In the wake of FTX’s unexpected collapse, Bitcoin [BTC] exchanged hands for $15,000, trading at a 2-year low.
As the king coin bounced from the range lows of $16,065 to a high of $17,197 to begin recovery, on-chain analytics platform Glassnode assessed the impact of FTX’s implosion on market participants, miners, and BTC network activity.
Read Bitcoin’s [BTC] Price Prediction 2023-2024
How big were the losses?
Glassnode first considered the quantum of losses incurred by the various cohorts of holders that make up the BTC market. An assessment of BTC’s Realized Profit and Loss metric revealed that the FTX debacle led BTC to record a single-day loss of $4.435 billion, an all-time high.
As BTC’s price regained the $17,000 price mark, a re-assessment of the metrics on a weekly moving average showed that losses have started to decline, Glassnode found.

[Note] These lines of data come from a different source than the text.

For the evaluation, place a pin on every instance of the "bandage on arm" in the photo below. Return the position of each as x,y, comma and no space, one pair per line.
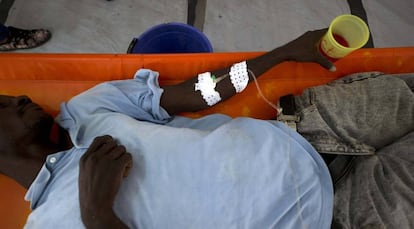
184,97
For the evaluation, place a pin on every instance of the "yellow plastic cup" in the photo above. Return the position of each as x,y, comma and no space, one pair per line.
346,33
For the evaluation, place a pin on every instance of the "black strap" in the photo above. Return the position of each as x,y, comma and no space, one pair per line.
287,103
357,9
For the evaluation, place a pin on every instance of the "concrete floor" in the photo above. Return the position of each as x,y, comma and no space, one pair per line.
100,26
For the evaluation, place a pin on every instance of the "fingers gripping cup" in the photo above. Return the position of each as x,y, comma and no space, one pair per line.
345,34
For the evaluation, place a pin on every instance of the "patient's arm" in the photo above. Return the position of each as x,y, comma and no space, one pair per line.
101,171
183,97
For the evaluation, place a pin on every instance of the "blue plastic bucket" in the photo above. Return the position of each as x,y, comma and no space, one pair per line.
171,37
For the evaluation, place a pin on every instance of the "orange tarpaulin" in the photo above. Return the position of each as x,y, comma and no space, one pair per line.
50,79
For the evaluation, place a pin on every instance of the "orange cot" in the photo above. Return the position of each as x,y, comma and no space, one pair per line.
50,79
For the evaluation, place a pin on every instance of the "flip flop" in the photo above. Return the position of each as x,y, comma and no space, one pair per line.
25,39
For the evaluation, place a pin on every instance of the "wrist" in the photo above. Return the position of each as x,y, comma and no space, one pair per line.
102,219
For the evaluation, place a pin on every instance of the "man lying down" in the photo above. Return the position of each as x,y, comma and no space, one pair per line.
124,158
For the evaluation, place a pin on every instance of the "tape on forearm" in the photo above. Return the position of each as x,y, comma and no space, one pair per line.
239,76
206,85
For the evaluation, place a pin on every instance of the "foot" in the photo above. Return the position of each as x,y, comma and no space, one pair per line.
24,39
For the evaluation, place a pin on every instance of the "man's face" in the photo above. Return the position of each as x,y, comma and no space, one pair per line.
22,121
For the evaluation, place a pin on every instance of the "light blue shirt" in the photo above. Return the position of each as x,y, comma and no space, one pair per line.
214,172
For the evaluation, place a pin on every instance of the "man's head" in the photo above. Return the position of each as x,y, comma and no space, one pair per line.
22,123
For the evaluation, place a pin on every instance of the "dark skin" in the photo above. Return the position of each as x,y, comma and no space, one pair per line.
25,134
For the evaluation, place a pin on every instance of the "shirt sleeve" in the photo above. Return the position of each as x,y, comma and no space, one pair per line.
138,98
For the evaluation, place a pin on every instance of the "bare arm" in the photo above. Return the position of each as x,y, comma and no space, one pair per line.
101,171
183,97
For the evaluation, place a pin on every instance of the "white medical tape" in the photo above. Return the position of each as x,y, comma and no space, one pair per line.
239,76
206,86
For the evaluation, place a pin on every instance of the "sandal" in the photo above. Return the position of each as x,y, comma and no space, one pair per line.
24,39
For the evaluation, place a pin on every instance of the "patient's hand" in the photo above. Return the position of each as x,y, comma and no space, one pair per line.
101,171
306,49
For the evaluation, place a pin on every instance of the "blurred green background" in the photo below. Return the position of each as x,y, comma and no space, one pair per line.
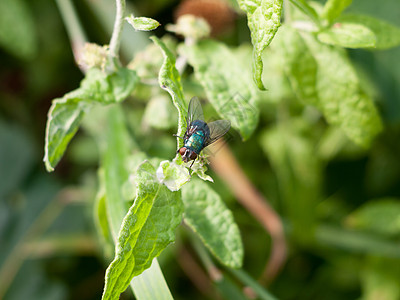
340,203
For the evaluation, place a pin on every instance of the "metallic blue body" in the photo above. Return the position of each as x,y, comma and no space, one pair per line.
198,133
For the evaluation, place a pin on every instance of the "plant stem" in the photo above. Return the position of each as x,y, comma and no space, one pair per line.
117,31
74,29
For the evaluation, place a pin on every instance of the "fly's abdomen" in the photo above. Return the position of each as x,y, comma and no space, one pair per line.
196,141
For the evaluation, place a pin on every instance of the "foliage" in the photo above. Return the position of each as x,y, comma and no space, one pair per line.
312,97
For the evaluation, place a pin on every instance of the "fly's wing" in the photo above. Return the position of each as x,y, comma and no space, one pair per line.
217,130
195,112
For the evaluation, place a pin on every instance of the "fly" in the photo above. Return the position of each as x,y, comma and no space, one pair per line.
200,134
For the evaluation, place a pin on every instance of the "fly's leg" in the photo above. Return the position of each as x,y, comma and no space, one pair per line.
191,165
178,136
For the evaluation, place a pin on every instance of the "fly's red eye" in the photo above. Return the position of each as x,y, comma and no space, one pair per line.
193,156
182,151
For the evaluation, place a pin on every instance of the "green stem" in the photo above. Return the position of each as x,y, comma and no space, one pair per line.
308,10
250,282
117,31
73,26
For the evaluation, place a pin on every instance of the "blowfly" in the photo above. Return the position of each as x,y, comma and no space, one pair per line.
200,134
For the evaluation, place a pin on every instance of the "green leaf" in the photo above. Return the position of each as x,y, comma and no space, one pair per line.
263,19
380,278
160,113
17,29
298,63
146,230
207,215
100,210
63,121
348,35
340,96
142,23
225,79
387,35
356,242
65,114
323,76
381,216
170,80
333,9
298,172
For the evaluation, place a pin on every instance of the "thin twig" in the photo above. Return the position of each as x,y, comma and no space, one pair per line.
226,166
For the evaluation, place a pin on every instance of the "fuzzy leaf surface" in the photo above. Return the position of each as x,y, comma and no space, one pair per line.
17,29
263,19
348,35
225,79
207,215
142,23
387,35
170,80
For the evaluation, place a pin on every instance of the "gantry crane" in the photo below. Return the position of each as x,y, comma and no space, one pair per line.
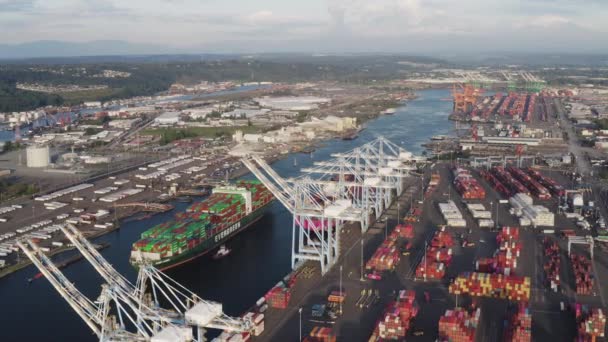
350,188
186,307
465,97
112,299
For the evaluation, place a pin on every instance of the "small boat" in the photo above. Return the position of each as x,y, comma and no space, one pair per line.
439,137
222,252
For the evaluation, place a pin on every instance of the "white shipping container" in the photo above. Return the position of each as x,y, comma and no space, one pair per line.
459,223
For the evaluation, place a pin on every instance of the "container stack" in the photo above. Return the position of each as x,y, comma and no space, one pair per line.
484,265
495,182
552,265
278,297
257,322
529,214
519,325
555,189
536,189
321,334
442,238
405,231
479,212
458,325
397,317
467,185
218,216
438,257
582,274
492,285
433,184
512,184
387,256
452,215
591,323
413,215
508,251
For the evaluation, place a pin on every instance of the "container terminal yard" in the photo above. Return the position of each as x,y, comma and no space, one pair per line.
478,250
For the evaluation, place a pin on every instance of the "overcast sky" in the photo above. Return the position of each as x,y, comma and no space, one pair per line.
409,26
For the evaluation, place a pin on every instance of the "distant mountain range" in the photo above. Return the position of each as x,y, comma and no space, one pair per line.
51,48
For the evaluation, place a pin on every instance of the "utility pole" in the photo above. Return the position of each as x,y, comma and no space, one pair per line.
398,216
341,291
496,223
385,227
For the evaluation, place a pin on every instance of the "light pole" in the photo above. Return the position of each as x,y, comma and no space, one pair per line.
300,311
386,228
425,270
341,291
362,279
422,187
496,223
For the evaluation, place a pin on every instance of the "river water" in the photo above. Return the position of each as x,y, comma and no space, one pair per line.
260,255
9,135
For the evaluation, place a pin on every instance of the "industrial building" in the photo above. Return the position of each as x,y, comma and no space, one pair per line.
38,156
168,118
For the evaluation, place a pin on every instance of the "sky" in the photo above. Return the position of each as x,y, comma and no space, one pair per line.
409,26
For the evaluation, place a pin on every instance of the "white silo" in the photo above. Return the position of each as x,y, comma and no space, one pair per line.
38,156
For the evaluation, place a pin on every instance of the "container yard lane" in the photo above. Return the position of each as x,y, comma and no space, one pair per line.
555,303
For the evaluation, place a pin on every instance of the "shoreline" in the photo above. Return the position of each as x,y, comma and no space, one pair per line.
297,148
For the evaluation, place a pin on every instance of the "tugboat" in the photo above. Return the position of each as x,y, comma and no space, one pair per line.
222,252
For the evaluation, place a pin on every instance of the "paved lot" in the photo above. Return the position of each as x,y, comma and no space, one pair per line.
549,323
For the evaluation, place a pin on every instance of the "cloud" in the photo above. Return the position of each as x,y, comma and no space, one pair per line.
348,25
15,5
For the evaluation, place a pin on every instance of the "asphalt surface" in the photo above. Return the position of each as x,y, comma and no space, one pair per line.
356,324
35,211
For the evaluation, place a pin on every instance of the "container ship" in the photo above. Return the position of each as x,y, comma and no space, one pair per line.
203,226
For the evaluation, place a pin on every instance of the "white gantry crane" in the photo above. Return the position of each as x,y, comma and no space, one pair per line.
112,300
349,188
186,307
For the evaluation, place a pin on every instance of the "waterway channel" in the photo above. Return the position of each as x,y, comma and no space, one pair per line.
260,255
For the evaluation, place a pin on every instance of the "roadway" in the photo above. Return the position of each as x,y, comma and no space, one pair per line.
357,324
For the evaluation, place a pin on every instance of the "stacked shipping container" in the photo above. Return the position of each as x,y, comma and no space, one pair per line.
518,326
505,178
452,214
583,275
202,220
458,325
396,320
505,258
552,264
534,186
387,256
492,285
278,297
433,184
321,334
437,257
555,189
467,185
479,212
591,323
497,184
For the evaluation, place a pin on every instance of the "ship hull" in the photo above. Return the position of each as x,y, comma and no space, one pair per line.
211,243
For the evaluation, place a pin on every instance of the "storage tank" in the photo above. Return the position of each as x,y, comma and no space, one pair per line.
38,156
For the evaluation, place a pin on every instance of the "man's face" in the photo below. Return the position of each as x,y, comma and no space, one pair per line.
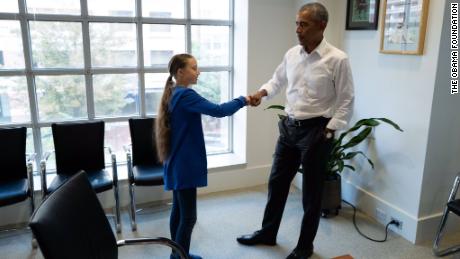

To further understand the severity of losses incurred by market participants, Glassnode assessed the Realized Capitalization metric. This metric displays the net sum of capital inflows and outflows into the network since its inception. It is used to determine the severity of capital outflows from the network after the market cycle peak.
Following FTX’s fallout, BTC’s Realized Capitalization fell to May 2021 levels causing “the exuberance experienced during the H2 2022 rally to the ATH” to near the point of full retracement. This, according to Glassnode, suggested “a near complete detox of this excess liquidity.”
Glassnode noted that,
“The realized loss experienced by Bitcoin investors across the past 6 months has been historic in magnitude. Profitability stress is starting to diminish after the event, but has resulted in a complete flush out of all excess liquidity attracted over the last 18 months. This suggests that a complete expulsion of (the) 2021 speculative premium has now occurred.”
Blockspace demand sees growth
Historically, prolonged bear markets have been marked by a decline in the network activity, culminating in little fee revenue for miners on the BTC network.
As the bear market continued, the continued decline in BTC’s price would usually entice new demand for blockspace. As sellers got displaced by buyers, demand for blockspace would also grow, thereby increasing miners’ fee revenue.
As BTC rebounded from its two-year low, Glassnode found that BTC’s “monthly miner revenue fees are beginning to pick up.” It, however, added a caveat that
“Of most interest is whether this uptick is fleeting or whether it can be sustained, signifying a potential regime shift is underway.
While the market makes an attempt to recover following FTX’s collapse, Glassnode found that smaller-sized transactions (up to $100k) have dominated the market while the dominance of larger institutional-sized transfers has fallen.
A look at BTC’s Total Transfer Volume metric confirmed this. While transaction count grows, transfer volume declines, and according to Glassnode, it “is likely a reflection of more small size transfers.”